Canada’s long-term care homes are where we send our elderly to die in misery.

The pandemic has made this much worse. In the pandemic’s first two waves, 69 per cent of COVID-19 deaths throughout Canada happened in long-term care homes (LTC). We have the worst record of LTC deaths among “wealthy countries” internationally, with a global average of 41 per cent.

For a country that makes public health care such a cornerstone of its national identity, we sure seem happy to discard the most vulnerable.

A new report by the Canadian Institute for Health Information (CIHI) breaks down the numerous failures in the handling of the pandemic’s first and second waves.

There are some pretty stark findings.

  • LTC and retirement homes were “disproportionately affected” by the pandemic, and things didn’t improve for the second wave.
  • “The second wave of COVID-19 in Canada was bigger and broader than the first wave, reaching more parts of the country, and resulting in a larger number of outbreaks, infections and deaths in LTC and retirement homes.”
  • Residents received less medical care during the first wave than normal. Fewer doctor visits, fewer transfers to hospitals for treatment of chronic conditions and infections, and increased rates of depression.
  • Overall deaths from non-COVID causes were higher than typical in LTCs across the country during the first wave, even in provinces with smaller COVID-19 infection rates.

This report and various inquiries across the country have come to more or less the same conclusions: there aren’t enough LTC staff; infection control and prevention practices are lacking; current levels of inspection and enforcement from governments is inadequate; LTC buildings are too crowded.

But for all its detailed breakdown of the data, the one thing the CIHI report doesn’t touch on is profit.

When you take even a cursory look at the available data, there’s a clear through line that jumps out. Of the more than 16,800 COVID-19 deaths in LTCs, more than 38 per cent have taken place in for-profit homes, according to figures compiled by Passage columnist Nora Loreto. By comparison, 27 per cent of LTC COVID deaths have happened in public homes. (About 12 per cent of deaths have happened at homes with unknown ownership status, with the remaining deaths happening in private LTC homes that are non-profit or not subsidized, or where their structure isn’t known.)

CIHI singles out both Ontario and Quebec as the provinces where long-term care was left particularly vulnerable. During the first wave, 34 per cent of LTC homes in Ontario, and 44 per cent in Quebec, had outbreaks.

In January, I found that fewer than 14 per cent of Quebec’s LTC homes are for-profit, yet 25 per cent of deaths at that point happened in for-profit homes. In Ontario, that ratio was 57 per cent of for-profit homes accounting for 67 per cent of deaths.

Things aren’t going to get magically better. Now private equity firms — the vampire investors that have killed everything from Sears to your local newspaper — are starting to invest heavily in Canadian long-term care homes.

Private equity firms are notorious for stripping organizations to the absolute bone to squeeze as much profit out of them as possible. We shouldn’t allow these people to invest in taking care of the elderly.

How much worse could it get outside of pandemic? I’ll let the Toronto Star explain: “One recent U.S. study found that private equity ownership increased short-term mortality in nursing homes by 10 per cent, leading to the loss of approximately 21,000 lives and 205,000 life years over a 17-year sample period.”
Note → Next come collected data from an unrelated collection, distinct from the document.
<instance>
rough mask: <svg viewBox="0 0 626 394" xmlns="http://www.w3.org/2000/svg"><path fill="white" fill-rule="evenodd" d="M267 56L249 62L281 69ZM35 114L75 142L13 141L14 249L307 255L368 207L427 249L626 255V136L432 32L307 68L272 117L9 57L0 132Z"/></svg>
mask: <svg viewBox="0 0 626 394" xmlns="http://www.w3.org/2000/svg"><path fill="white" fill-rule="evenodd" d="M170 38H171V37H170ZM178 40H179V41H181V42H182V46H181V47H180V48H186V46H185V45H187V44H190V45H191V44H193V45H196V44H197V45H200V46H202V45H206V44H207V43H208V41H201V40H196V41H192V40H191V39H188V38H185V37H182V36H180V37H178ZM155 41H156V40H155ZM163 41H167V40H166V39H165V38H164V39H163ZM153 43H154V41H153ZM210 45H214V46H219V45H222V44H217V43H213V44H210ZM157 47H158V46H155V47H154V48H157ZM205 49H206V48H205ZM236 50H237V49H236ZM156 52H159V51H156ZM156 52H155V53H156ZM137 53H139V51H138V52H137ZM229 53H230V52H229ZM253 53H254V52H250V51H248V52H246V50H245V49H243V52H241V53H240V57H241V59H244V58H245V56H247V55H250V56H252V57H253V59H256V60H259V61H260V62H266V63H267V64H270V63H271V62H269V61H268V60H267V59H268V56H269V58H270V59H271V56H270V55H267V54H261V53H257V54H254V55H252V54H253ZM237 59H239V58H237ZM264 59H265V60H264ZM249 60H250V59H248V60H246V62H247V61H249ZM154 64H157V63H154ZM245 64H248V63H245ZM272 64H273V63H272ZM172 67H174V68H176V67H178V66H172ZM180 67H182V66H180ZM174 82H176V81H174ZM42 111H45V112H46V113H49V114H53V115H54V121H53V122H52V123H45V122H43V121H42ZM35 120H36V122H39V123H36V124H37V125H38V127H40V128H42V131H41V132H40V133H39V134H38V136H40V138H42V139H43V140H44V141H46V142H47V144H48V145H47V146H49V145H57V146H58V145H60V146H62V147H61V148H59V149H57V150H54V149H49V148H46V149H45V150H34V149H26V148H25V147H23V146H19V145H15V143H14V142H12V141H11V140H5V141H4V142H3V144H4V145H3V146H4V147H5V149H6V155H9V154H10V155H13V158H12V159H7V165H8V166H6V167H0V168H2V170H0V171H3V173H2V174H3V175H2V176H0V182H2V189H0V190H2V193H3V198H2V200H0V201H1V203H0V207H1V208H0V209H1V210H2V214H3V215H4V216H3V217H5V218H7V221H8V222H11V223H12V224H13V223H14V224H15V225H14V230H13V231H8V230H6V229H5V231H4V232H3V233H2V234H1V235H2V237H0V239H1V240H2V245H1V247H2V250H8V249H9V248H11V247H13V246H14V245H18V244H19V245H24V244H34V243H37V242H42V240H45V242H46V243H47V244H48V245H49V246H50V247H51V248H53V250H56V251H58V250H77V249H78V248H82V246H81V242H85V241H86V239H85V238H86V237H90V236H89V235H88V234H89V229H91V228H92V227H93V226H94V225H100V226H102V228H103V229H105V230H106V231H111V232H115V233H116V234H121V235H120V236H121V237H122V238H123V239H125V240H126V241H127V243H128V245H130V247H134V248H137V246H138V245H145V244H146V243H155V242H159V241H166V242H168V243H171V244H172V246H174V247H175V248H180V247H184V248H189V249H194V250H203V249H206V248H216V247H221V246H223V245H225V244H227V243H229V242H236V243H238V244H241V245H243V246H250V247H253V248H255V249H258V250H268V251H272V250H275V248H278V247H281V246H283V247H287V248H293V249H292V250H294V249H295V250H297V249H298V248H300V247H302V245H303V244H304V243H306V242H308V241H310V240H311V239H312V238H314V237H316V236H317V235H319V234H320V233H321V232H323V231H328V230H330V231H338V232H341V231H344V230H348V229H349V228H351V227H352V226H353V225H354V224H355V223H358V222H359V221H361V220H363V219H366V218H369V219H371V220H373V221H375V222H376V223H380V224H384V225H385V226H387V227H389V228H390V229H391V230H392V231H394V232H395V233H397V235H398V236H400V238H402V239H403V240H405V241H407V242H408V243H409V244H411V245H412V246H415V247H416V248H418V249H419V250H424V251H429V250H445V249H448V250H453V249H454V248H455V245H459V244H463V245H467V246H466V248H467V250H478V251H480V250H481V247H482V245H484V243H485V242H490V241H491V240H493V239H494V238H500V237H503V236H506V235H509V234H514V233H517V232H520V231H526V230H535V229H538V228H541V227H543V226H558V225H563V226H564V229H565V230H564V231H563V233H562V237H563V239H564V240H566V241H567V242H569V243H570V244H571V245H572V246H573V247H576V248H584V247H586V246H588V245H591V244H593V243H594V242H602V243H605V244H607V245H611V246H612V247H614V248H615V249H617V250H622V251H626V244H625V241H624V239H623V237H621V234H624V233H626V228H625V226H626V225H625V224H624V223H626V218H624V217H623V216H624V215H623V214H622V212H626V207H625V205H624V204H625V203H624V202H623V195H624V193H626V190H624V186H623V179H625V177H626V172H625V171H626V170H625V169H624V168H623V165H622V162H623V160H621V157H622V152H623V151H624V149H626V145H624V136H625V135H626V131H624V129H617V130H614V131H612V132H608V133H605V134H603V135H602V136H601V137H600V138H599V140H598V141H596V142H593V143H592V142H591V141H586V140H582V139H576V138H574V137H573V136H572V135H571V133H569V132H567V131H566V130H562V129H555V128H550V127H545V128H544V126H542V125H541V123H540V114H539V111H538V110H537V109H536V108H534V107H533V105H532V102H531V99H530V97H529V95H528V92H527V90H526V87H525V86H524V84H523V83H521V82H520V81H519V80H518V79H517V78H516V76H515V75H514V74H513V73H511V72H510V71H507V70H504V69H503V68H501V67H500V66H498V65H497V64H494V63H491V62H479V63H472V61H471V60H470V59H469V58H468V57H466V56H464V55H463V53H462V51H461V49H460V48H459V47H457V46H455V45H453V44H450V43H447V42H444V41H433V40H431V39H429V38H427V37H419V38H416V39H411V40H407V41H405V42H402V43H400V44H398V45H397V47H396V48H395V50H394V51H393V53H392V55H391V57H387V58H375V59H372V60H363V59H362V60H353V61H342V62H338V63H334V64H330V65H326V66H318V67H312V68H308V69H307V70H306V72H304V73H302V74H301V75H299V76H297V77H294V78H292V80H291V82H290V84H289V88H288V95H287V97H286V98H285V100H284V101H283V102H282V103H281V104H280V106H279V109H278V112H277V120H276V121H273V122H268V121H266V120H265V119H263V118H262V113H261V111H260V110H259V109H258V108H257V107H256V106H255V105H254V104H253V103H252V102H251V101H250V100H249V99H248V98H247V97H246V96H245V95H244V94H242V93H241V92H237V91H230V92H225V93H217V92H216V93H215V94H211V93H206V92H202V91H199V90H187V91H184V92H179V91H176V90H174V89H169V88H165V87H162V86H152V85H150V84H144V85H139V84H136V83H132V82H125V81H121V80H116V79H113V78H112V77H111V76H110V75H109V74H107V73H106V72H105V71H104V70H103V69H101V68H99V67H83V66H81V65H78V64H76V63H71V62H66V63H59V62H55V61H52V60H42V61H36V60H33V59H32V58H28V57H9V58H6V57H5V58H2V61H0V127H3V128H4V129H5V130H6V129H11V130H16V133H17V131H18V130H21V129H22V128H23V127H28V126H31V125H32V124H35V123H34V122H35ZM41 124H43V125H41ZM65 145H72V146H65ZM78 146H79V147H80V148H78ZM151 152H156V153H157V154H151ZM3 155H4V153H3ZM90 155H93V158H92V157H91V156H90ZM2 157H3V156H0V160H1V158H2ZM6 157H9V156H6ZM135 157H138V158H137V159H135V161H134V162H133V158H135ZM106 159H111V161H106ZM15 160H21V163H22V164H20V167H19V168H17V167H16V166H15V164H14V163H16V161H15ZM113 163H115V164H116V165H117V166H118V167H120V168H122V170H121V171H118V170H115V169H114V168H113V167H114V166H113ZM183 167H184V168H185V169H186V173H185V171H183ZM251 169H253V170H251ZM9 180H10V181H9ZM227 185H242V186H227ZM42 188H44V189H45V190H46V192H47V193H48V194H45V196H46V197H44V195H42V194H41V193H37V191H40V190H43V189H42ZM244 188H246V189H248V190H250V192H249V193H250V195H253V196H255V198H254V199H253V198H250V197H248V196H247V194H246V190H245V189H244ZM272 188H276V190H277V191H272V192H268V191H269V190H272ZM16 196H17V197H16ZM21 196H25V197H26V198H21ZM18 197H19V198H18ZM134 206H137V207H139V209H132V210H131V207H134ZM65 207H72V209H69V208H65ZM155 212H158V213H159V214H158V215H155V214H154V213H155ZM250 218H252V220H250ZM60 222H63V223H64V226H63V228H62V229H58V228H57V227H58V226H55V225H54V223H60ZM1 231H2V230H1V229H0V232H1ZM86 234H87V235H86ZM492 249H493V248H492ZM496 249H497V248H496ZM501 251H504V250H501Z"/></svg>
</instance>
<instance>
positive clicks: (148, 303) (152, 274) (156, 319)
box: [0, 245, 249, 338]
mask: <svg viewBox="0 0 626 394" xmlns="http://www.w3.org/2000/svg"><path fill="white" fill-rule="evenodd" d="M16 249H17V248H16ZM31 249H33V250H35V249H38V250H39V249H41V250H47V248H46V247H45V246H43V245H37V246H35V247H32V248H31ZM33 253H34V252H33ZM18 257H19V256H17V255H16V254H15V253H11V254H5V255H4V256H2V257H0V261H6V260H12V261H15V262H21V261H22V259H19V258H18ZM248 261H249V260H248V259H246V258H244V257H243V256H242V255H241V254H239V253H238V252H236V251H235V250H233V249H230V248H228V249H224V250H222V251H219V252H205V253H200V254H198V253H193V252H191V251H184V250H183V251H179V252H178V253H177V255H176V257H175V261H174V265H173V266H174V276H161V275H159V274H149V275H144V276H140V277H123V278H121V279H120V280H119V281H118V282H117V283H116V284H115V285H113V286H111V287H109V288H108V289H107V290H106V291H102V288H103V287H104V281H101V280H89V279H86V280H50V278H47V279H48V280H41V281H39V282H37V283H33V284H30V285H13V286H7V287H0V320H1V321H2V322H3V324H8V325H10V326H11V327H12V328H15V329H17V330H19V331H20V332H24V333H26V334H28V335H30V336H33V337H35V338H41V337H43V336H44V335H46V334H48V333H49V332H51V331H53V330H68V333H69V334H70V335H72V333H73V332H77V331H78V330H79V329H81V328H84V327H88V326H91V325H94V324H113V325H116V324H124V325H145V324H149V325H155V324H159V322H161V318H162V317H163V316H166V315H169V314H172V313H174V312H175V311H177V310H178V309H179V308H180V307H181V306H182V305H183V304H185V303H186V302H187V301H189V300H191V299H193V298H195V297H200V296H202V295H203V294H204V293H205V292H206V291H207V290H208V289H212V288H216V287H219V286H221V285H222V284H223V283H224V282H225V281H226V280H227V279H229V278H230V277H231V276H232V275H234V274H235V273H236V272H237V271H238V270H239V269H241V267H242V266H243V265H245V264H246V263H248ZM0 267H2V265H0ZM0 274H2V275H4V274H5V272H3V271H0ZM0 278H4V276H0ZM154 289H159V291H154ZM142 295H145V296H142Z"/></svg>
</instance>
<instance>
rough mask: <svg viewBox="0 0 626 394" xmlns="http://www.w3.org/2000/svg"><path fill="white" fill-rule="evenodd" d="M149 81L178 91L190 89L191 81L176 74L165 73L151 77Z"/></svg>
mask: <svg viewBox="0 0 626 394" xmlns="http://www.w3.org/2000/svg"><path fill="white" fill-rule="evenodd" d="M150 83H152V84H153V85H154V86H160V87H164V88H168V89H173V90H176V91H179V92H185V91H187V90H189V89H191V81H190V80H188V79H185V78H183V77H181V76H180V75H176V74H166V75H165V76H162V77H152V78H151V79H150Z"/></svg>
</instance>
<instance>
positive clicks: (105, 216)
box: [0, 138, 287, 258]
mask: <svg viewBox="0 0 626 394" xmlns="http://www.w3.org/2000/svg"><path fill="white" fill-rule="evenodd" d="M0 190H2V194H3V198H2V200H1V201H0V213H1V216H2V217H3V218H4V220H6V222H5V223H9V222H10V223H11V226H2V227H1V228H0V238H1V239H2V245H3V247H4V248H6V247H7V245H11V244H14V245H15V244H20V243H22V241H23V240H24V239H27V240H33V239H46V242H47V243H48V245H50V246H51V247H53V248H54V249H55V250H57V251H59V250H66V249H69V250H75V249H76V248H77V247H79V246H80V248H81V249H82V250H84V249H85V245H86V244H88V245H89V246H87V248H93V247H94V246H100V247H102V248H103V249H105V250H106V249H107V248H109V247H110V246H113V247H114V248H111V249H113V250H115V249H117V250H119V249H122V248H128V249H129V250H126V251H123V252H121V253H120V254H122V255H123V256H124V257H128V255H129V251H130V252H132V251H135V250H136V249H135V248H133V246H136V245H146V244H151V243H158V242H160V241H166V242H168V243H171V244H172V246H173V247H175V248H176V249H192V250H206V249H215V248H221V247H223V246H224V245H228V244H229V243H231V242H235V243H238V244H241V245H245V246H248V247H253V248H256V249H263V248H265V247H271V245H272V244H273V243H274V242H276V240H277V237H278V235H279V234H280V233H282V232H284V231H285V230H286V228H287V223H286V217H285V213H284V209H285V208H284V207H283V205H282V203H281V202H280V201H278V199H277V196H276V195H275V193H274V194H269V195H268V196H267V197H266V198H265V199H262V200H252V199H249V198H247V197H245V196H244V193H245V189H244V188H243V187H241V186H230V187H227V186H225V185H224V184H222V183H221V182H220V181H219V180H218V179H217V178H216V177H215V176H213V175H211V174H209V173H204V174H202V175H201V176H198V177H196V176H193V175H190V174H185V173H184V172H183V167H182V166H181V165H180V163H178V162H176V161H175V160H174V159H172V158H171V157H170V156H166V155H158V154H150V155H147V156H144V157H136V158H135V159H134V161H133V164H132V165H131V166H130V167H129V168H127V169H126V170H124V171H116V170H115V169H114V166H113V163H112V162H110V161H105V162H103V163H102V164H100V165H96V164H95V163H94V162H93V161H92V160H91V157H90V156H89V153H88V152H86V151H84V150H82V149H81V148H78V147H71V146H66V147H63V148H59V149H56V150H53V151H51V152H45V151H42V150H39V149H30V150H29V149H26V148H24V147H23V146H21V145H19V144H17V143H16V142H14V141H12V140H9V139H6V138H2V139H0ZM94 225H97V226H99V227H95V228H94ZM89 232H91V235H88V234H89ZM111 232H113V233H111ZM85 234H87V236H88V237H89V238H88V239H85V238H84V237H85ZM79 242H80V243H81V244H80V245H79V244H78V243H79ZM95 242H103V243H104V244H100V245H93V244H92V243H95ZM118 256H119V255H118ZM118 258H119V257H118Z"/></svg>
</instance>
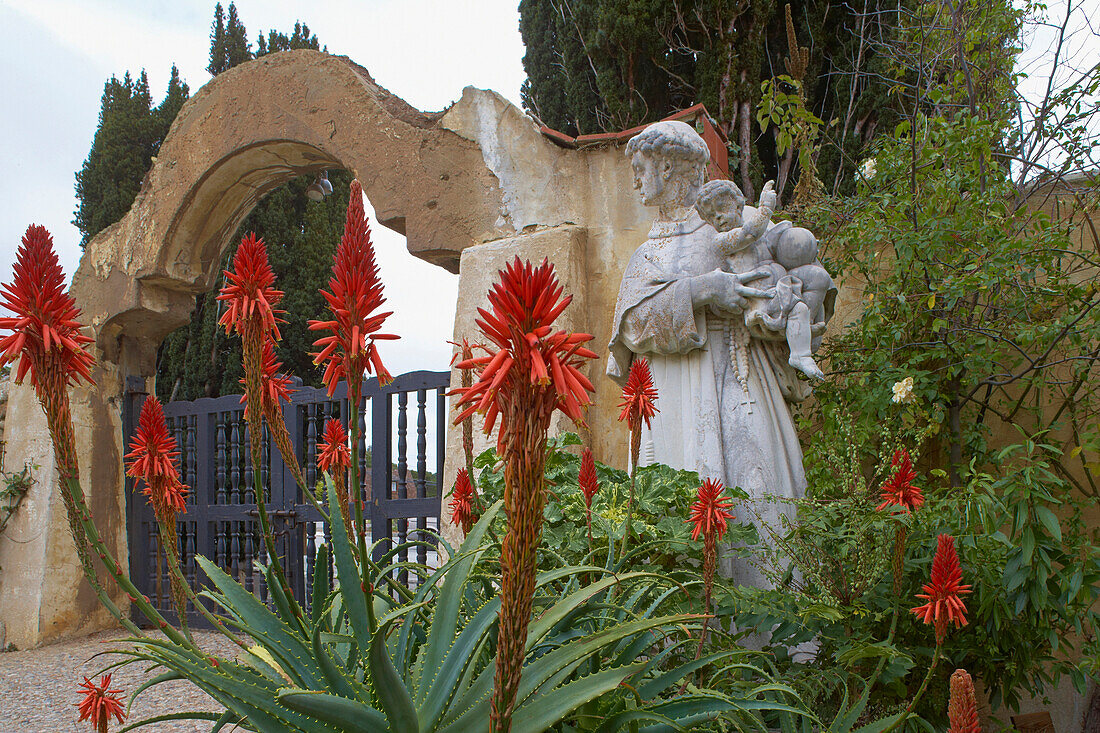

So, for the politicians that hem and haw over solutions, there’s a clear one sitting right in front of us: Take the ability for people to profit off the table.

Caring for the elderly is health care. As a society, we rightly bristle when it’s suggested we bring in private care elsewhere in the system. But when it comes to the old, there’s little outcry. They’re being thrown to the wolves of capital.

In last year’s throne speech, the federal government promised to produce some kind of national standards, but haven’t bothered to do so. But even if they do follow through — unlikely, these are Liberals we’re talking about — national standards don’t go nearly far enough.

There are plenty of provincial standards already in place. Despite this, in Ontario, the government barely conducted any inspections, and levelled few fines or warnings. And as for the inspections they are doing, they’ve found that violations have been rampant in a time where safety should be especially prioritized.

If provinces will not do the necessary work of inspecting homes during a generational health crisis, when intervention could have an immediate effect to save lives, why would we expect them to do it when things have improved?

Nothing short of eliminating for-profit care homes will solve this problem.